The intro with the bassline in ‘Under Pressure’ is one of the most iconic intros in the rock music world. The two big names in British rock music came together and created the most recognizable song in the world. The song is a 1981 release written by Queen and co-written by David Bowie. The song was the creative inspiration between the two stars.
The origin of the song starts in Switzerland. In July 1981, Queen was recording their tenth studio album ‘Hot Space’ in Montreux, Switzerland. That’s when David Bowie dropped by to watch the band at work. And looks like Bowie arrived with a vast amount of cocaine. According to Queen’s Drummer, Roger Taylor remembered, “We were all drunk.”
And that’s when Bowie suggested they write something new. David was also at the same studio for recording the theme track for the upcoming film Cat People. According to various sources, the initial plan was that Davie would provide backup vocals on the song ‘Cool Cat’.
The history of ‘Under Pressure’ goes back to an unreleased Queen song called ‘Feel Like’. The song had great elements of the finished song but the memorable bassline was missing. The bass was later on found and it came from John Deacon. That’s when the song balanced itself out.
With the band members, the version with came out was slightly different. The thing about this song was, firstly it was not sure. But after a long night of jamming, they finally decided to write their own material.
Freddie Mercury said, “We were fooling around and then just sort of jamming with tracks and suddenly we said ‘why don’t we just see what we can do on the spur of the moment?’”
Back in 2008, in an interview with Mojo Magazine, Brian May admitted that collaboration was not an easy job. He said, “It was hard, because you had four precocious boys, and David, who was precocious enough for all of us, David took over the song lyrically. Looking back, it’s a great song but it should have been mixed differently. Freddie and David had a fierce battle over that.”
Brian also told in the documentary Days of our Lives, “suddenly you’ve got this other person inputting, inputting, inputting… he [Bowie] had a vision in his head, and it’s quite a difficult process and someone has to back off… and eventually I did back off, which is unusual for me.”
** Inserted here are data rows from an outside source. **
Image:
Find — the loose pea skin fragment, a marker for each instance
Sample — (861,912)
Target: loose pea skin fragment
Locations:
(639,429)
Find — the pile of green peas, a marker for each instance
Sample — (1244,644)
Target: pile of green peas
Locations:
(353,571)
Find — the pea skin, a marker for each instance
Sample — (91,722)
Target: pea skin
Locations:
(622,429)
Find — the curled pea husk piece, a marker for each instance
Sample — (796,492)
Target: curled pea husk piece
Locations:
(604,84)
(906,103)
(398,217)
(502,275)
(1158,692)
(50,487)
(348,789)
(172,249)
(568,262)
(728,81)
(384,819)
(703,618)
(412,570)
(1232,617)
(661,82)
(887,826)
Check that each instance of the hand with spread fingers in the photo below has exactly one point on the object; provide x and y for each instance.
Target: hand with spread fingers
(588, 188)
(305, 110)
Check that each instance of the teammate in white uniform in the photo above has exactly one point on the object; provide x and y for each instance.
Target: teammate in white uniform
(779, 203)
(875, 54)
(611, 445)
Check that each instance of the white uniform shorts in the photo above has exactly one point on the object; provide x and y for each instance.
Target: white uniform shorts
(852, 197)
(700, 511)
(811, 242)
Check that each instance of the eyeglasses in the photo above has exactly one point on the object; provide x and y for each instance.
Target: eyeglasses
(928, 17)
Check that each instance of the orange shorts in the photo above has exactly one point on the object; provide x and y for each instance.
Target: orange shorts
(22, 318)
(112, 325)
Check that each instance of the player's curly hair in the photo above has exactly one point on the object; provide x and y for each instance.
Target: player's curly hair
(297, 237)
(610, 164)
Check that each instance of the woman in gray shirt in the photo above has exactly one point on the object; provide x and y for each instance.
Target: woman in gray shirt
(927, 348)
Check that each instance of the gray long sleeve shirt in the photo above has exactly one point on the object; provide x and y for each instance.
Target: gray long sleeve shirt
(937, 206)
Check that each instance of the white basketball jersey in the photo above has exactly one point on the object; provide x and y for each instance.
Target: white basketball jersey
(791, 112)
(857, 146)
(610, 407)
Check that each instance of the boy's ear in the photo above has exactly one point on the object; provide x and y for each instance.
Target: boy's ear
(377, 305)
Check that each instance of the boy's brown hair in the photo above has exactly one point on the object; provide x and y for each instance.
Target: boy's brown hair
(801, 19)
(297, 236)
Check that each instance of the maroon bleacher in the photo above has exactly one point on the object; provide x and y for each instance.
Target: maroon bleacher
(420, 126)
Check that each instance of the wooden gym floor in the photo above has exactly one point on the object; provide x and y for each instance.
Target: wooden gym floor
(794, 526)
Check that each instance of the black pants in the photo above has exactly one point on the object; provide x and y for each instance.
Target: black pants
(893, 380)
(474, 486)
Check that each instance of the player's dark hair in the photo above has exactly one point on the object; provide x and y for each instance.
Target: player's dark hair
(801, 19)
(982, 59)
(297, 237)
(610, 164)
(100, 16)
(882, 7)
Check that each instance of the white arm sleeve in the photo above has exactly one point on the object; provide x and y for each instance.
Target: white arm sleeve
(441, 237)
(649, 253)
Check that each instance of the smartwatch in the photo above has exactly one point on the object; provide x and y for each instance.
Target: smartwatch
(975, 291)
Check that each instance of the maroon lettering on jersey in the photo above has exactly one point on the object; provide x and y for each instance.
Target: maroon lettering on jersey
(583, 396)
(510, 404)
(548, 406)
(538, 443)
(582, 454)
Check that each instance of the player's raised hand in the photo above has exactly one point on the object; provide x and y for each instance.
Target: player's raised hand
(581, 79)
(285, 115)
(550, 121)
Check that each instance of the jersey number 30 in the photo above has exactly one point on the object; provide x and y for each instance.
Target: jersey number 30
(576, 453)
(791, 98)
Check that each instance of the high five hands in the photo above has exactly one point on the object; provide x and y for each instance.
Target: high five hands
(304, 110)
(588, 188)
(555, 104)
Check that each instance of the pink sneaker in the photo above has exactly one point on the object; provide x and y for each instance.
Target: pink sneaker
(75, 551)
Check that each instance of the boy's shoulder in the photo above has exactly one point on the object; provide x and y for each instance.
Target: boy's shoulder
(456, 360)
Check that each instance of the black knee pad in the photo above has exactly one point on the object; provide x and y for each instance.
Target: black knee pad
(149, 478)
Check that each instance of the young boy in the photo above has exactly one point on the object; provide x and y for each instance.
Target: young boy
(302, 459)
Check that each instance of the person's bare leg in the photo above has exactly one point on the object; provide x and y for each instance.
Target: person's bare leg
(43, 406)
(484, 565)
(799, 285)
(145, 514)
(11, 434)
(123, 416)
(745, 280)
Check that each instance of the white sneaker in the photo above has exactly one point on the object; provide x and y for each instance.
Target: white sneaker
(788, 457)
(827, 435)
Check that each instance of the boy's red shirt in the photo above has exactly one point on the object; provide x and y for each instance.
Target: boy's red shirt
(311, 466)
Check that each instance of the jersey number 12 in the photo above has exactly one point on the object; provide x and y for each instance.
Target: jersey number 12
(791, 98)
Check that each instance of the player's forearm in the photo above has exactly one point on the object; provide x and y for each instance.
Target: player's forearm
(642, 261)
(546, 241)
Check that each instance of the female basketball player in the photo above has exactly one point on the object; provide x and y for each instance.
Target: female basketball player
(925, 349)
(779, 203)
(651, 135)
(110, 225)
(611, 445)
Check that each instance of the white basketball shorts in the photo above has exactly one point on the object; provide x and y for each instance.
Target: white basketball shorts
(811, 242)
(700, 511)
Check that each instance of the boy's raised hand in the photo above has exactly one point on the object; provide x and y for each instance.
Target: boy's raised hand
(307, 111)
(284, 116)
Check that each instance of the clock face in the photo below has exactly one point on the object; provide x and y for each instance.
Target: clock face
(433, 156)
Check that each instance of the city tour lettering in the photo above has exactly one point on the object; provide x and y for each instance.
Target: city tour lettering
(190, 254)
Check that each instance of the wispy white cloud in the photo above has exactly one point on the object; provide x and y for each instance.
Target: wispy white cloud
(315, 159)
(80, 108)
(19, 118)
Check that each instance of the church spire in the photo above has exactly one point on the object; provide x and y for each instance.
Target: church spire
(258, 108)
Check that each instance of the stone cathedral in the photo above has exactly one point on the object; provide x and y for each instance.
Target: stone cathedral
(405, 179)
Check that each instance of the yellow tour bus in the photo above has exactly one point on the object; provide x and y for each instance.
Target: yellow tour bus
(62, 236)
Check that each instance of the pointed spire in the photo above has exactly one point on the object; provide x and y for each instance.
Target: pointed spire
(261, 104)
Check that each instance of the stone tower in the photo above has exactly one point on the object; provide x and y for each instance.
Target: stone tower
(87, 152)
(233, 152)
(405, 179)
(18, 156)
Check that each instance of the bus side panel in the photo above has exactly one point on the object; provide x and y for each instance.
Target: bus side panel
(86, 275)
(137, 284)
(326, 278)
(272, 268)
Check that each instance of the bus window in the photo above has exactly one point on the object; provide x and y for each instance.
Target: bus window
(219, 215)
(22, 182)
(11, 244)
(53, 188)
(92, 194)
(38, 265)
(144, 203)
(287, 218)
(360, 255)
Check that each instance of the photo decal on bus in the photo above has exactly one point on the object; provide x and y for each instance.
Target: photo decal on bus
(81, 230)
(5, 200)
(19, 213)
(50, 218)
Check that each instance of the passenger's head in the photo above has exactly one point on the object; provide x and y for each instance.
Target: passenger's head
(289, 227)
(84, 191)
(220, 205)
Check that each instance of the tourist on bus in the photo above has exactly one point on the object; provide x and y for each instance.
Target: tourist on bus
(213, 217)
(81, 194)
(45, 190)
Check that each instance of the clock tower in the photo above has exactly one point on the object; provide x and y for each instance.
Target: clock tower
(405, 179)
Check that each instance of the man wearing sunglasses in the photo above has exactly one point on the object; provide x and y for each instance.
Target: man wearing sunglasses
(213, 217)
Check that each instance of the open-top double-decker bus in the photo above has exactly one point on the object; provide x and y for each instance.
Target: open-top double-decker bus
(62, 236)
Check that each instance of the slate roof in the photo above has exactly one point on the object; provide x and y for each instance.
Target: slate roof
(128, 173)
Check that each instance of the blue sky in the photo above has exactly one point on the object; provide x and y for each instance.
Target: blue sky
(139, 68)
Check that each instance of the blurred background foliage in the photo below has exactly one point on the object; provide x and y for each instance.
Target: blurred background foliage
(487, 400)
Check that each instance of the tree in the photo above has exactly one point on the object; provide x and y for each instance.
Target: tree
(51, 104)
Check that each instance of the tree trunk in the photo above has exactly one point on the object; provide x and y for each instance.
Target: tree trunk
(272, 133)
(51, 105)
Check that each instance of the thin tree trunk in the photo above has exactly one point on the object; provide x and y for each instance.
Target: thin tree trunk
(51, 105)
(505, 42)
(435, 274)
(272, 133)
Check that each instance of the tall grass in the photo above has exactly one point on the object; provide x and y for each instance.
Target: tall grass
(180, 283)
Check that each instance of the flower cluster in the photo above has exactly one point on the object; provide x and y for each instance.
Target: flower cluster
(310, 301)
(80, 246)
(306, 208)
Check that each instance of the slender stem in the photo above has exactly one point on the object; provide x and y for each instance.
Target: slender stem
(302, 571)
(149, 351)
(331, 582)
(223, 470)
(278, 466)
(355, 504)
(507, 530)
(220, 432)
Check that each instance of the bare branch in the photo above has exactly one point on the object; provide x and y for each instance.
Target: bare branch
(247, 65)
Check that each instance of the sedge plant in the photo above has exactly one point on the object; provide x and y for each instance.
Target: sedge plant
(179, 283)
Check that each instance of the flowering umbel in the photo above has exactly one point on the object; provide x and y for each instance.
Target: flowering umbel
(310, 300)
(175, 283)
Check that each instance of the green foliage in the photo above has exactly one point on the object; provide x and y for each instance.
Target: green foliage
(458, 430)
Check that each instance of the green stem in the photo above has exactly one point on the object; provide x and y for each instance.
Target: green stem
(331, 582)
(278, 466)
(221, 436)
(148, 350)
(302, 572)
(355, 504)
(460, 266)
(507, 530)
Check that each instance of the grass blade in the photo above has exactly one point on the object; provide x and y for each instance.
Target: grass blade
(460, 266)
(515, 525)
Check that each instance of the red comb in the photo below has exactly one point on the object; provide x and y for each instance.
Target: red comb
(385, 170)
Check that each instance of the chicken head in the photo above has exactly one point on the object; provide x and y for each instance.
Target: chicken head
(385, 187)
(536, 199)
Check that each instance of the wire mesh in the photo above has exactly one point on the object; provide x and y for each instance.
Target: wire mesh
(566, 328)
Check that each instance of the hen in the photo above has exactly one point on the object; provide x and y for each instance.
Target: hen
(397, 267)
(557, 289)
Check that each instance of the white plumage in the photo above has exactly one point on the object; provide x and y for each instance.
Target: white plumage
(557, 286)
It was a creative difference between the two of them. The thing didn’t stop there as Bowie imposed his artistic will on most of the decisions. The song was originally known as ‘People on the Streets’ but then Bowie wanted to change it to ‘Under Pressure’. He even tried to block the song’s original release.
However, it all worked out. The song reached No. 1 in the UK singles chart. It was Queen’s second No.1 single, and Bowie’s third. It is one of the greatest collaborations of all time. According to one critic “[It’s] an incredibly powerful and poignant pop song that we will likely not see matched in our lifetimes.”
Even with all that antipathy, voice battles, and cocaine the song came out to be perfect. This is an incredibly powerful pop song that has created a big scene. It gave the perfect mix of the hymn and human sentiments to the listeners.
David Bowie and Freddie Mercury really created an epic recording. The tragic death of Mercury due to AIDS in 1991 and Bowie due to liver cancer in 2016 was a big price. But ‘Under Pressure’ which was created as a baseless enthusiasm remains a legacy of two talented artists.